28D: Vladimir of the Kremlin (Putin)

Soon this answer will be clued "Dictator Vladimir" or "Despot Vladimir" or "Guy who has journalists killed with radioactive material Vladimir." Russia apparently has gotten tired of being an also-ran country and is making a play to get back into the world tyranny game in a big way. Remember when we won the Cold War? Ah, good times.

64A: Capone fighter Eliot _____ (Ness)

Somewhere in a loch in Scotland, a certain giant amphibious creature I know is getting very angry at being snubbed in puzzle after puzzle in favor of this alleged crime-fighter guy.

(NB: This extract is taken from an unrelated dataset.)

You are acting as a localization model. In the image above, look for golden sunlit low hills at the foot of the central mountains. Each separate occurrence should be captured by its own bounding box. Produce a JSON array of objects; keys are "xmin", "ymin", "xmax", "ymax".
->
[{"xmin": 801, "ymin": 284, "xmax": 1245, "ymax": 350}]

Can't the world's stealthiest dinosaur get a little love? "Home of Scottish monster" - how hard is that? You could even add "allegedly" if you felt you had to. You've got CLAN (1A) in the northwest of the puzzle - you could bring a little of that Scottishness to the far southeast. Viva Scotland. Cue Willie!

Signed, Rex Parker, King of CrossWorld


Orange 3:52 PM  

Wasn't the House of Windsor originally called the House of Saxe-Coburg-Gotha? And then they picked a less Germanic name in response to German imperialism or other badness?

Five-year-old boys are fond of dressing up as ninjas for Halloween. I saw at least a couple this year, last year, the year before, and the year before that.